Luchthaven Barajas: de trots van Madrid
Het ongeluk waarbij woensdag vlucht JK 5022 van de maatschappij Spanair crashte, vond plaats op de hypermoderne luchthaven Barajas.
Barajas, dat 12 kilometer ten noordoosten van Madrid ligt, is momenteel in grootte de dertiende luchthaven ter wereld en de vierde van Europa.Tijdens het drama waren de weersomstandigheden op de luchthaven normaal. Ook zijn er geen bijzondere gegevens bekend over de conditie van start- en landingsbanen.
In 2007 verwerkte het vliegveld 52,1 miljoen passagiers. Door de bouw van een vierde terminal in 2005 kan de capaciteit van het vliegveld doorgroeien tot 70 miljoen passagiers per jaar.
Barajas is Europees koploper in vluchten naar Latijns-Amerika. De mainport, genoemd naar een voorstad van Madrid, werd gebouwd in 1928.
De grootste Spaanse luchthaven werd in 2006 uitgebreid met twee start- en landingsbanen, zodat Barajas nu beschikt over vier banen. Het bewuste toestel vertrok woensdagmiddag vanaf baan 2 en stortte daarnaast neer.
Twee jaar geleden ontving de Madrileense luchthaven de prestigieuze Royal Institute of British Architects Prize.
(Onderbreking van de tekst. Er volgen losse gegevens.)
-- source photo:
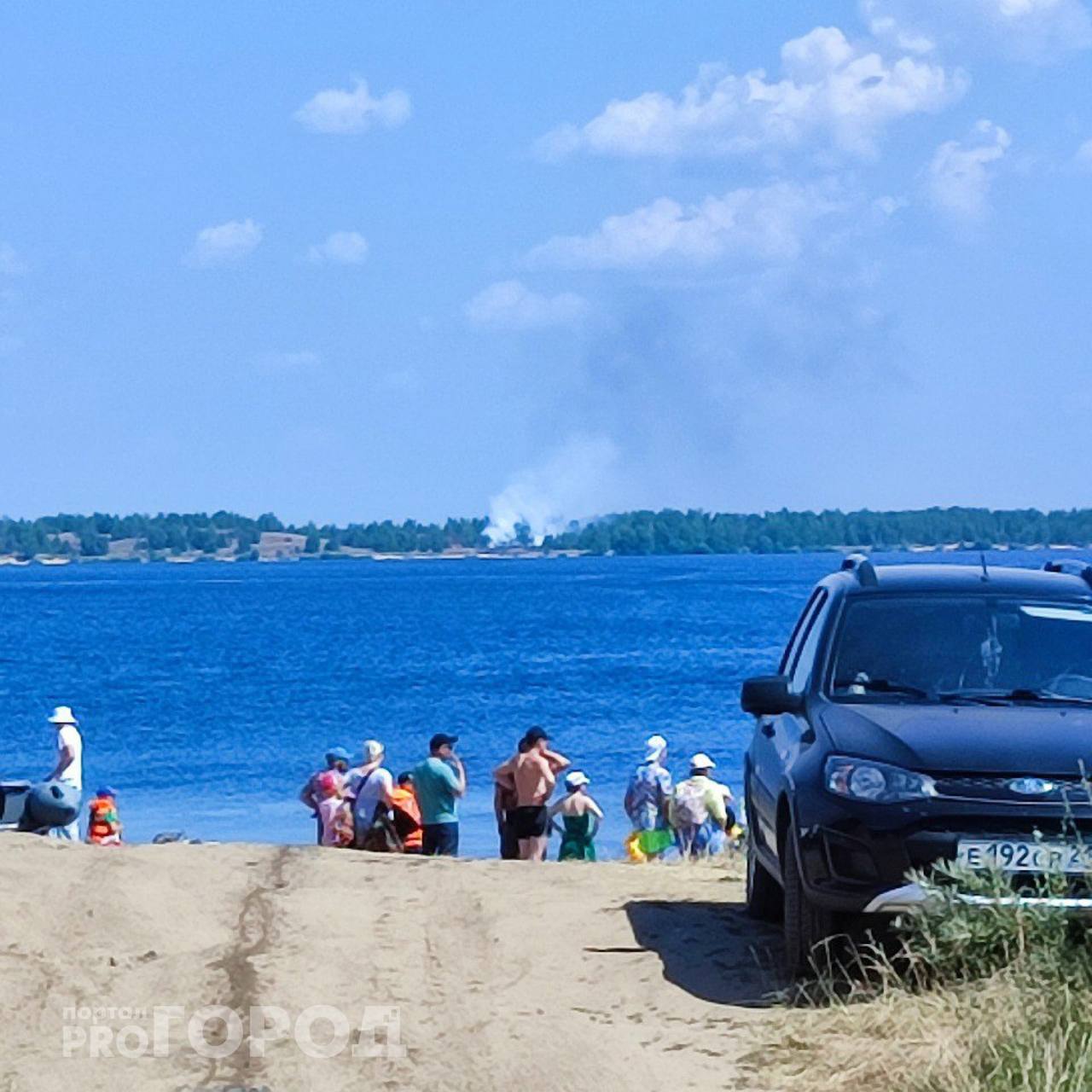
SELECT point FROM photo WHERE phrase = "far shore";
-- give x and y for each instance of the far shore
(125, 552)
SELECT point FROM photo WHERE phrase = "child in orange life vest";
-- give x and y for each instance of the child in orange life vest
(104, 827)
(334, 810)
(406, 814)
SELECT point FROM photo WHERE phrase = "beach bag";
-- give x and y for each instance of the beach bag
(381, 837)
(404, 823)
(690, 810)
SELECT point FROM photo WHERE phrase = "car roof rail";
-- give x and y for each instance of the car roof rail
(1071, 566)
(862, 568)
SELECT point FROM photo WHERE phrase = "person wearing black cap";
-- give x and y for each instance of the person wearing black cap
(439, 781)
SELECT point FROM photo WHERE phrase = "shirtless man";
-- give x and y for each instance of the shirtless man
(532, 775)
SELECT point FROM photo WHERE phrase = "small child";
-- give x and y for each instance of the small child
(580, 819)
(104, 827)
(334, 810)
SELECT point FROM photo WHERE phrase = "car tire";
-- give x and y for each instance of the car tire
(764, 899)
(806, 924)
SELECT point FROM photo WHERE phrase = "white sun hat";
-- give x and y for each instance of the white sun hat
(654, 747)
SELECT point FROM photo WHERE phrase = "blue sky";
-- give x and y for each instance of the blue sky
(354, 261)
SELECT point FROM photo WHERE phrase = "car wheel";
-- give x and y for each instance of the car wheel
(764, 892)
(806, 924)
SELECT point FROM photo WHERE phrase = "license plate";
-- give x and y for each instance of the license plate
(1016, 857)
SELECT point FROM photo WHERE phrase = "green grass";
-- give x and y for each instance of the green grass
(963, 999)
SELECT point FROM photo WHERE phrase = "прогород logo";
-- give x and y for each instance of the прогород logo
(215, 1031)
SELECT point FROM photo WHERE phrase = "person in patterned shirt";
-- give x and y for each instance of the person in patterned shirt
(650, 788)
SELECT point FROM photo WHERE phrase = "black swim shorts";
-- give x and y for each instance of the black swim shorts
(530, 822)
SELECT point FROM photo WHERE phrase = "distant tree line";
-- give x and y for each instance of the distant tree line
(198, 532)
(629, 533)
(696, 532)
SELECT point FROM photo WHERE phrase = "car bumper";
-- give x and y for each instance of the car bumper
(853, 857)
(915, 897)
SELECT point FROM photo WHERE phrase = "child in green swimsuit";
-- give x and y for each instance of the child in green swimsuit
(580, 817)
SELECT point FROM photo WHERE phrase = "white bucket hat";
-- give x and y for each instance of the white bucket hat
(654, 748)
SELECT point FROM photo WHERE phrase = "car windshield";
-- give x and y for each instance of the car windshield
(948, 648)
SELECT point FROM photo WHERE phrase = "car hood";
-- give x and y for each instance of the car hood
(1003, 740)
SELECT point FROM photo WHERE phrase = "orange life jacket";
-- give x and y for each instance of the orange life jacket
(405, 800)
(102, 822)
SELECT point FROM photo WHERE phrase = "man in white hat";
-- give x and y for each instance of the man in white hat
(698, 808)
(650, 788)
(69, 768)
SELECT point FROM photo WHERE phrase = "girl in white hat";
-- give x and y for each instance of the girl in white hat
(580, 819)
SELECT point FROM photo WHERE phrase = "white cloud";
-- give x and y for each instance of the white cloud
(341, 248)
(768, 223)
(334, 110)
(297, 361)
(1025, 30)
(510, 305)
(11, 264)
(959, 177)
(831, 88)
(224, 244)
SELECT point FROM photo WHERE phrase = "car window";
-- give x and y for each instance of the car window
(931, 644)
(788, 656)
(810, 642)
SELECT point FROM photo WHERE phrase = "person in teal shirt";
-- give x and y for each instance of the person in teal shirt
(439, 781)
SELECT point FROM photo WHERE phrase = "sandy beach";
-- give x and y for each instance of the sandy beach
(500, 975)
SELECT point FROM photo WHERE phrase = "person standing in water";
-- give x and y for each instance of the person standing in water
(532, 775)
(580, 819)
(505, 803)
(69, 767)
(647, 802)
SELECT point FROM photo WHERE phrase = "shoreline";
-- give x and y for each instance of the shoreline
(517, 554)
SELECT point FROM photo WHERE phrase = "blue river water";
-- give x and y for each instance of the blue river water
(209, 693)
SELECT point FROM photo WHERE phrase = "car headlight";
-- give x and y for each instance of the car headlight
(862, 780)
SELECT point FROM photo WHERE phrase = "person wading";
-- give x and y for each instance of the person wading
(580, 819)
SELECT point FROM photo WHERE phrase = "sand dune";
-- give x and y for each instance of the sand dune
(503, 975)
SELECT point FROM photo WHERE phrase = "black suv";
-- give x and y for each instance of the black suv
(921, 712)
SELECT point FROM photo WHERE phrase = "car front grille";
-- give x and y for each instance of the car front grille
(999, 788)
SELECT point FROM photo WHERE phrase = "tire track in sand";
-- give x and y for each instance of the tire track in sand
(254, 931)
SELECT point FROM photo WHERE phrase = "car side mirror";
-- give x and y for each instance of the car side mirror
(769, 694)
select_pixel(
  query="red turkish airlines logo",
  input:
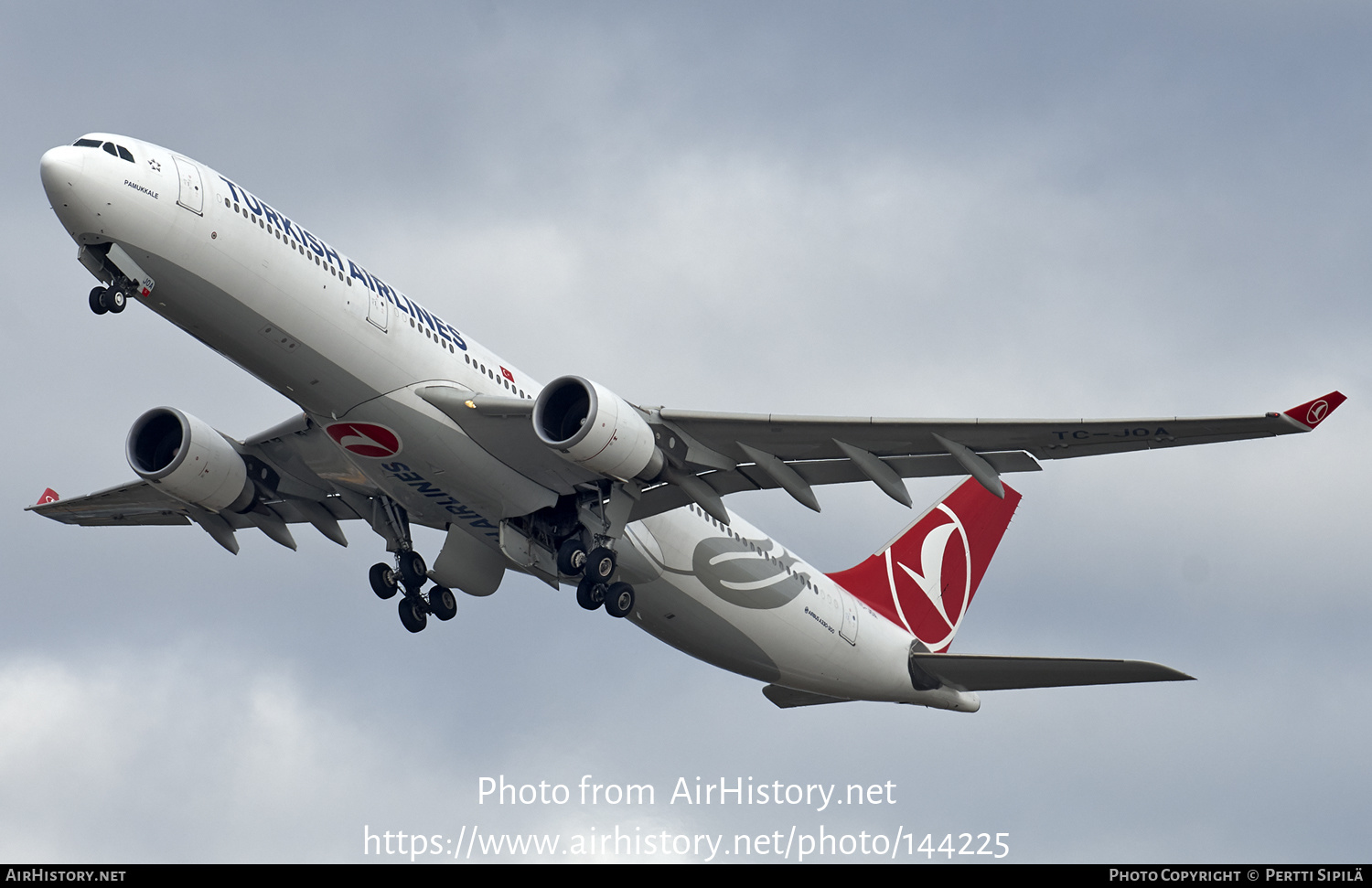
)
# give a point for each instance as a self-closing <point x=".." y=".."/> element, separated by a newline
<point x="365" y="439"/>
<point x="933" y="599"/>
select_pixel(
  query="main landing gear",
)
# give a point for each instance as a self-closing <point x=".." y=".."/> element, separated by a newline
<point x="409" y="575"/>
<point x="112" y="299"/>
<point x="595" y="569"/>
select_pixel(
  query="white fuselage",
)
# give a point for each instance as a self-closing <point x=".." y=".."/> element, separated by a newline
<point x="339" y="342"/>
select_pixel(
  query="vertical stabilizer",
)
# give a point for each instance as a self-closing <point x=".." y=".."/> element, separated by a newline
<point x="927" y="577"/>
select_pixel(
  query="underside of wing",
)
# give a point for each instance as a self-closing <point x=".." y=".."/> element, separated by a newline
<point x="966" y="671"/>
<point x="285" y="467"/>
<point x="134" y="503"/>
<point x="820" y="436"/>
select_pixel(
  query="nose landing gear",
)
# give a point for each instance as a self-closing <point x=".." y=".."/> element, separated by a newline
<point x="112" y="299"/>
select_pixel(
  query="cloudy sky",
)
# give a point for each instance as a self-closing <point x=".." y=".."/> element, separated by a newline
<point x="999" y="209"/>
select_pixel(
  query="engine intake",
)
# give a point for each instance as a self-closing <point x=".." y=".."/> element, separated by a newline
<point x="589" y="424"/>
<point x="188" y="460"/>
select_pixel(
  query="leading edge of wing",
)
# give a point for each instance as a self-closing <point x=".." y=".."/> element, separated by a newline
<point x="979" y="671"/>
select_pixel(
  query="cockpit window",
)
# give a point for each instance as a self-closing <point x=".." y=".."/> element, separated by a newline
<point x="120" y="151"/>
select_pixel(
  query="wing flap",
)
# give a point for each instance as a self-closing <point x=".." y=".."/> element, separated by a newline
<point x="970" y="671"/>
<point x="789" y="698"/>
<point x="666" y="497"/>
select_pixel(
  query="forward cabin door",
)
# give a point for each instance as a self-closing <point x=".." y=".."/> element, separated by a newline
<point x="192" y="194"/>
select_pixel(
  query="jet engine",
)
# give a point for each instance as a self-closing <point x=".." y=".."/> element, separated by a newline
<point x="589" y="424"/>
<point x="188" y="460"/>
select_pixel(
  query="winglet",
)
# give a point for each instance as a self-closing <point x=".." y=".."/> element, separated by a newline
<point x="1314" y="412"/>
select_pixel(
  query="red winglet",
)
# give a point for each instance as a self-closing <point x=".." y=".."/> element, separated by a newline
<point x="1314" y="412"/>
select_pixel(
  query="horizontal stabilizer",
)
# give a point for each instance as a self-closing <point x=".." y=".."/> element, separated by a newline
<point x="966" y="671"/>
<point x="789" y="699"/>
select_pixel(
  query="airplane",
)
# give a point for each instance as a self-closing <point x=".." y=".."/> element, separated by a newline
<point x="406" y="420"/>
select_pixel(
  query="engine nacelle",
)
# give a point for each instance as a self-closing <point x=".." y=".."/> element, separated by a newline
<point x="589" y="424"/>
<point x="188" y="460"/>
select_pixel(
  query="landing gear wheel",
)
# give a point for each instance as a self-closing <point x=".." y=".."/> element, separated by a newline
<point x="571" y="558"/>
<point x="619" y="600"/>
<point x="413" y="572"/>
<point x="413" y="614"/>
<point x="601" y="563"/>
<point x="590" y="594"/>
<point x="383" y="581"/>
<point x="442" y="603"/>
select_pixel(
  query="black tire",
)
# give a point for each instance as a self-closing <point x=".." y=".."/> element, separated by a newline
<point x="413" y="614"/>
<point x="442" y="603"/>
<point x="601" y="564"/>
<point x="383" y="581"/>
<point x="590" y="594"/>
<point x="571" y="558"/>
<point x="413" y="572"/>
<point x="619" y="600"/>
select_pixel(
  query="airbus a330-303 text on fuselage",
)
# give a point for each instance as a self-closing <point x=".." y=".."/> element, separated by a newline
<point x="406" y="420"/>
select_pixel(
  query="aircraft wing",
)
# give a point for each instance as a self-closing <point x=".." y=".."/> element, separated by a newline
<point x="757" y="451"/>
<point x="134" y="503"/>
<point x="290" y="493"/>
<point x="713" y="455"/>
<point x="818" y="436"/>
<point x="973" y="671"/>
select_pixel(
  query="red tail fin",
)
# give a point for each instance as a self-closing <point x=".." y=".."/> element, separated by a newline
<point x="927" y="578"/>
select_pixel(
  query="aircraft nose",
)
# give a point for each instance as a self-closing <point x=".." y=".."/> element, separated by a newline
<point x="60" y="167"/>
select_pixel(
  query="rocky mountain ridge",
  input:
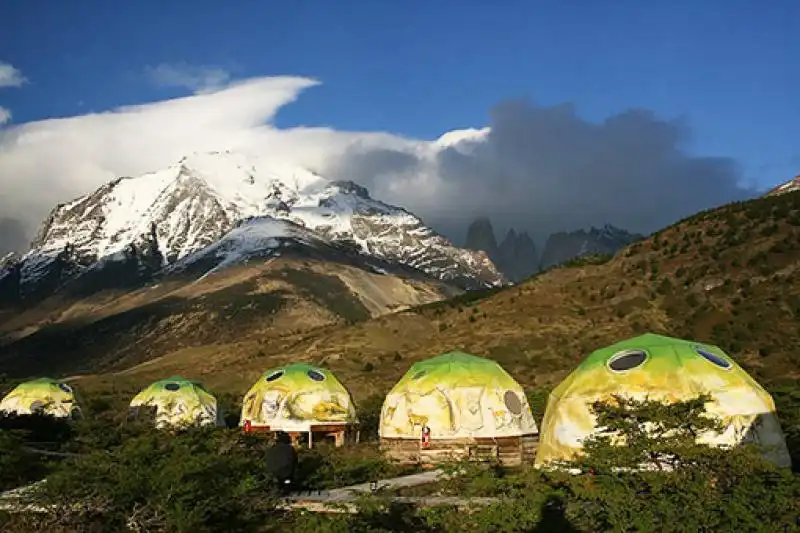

Deze prijs dankte het vliegveld aan de geavanceerde architectuur van de in dat jaar voltooide vierde terminal.
Op de luchthaven deden zich eerder ongevallen voor, in november en december 1983. Daarbij kwamen in totaal 266 mensen om het leven.
In december 2006 werd Barajas getroffen door een aanslag van de Baskische afscheidingsbeweging ETA, waarbij twee doden vielen.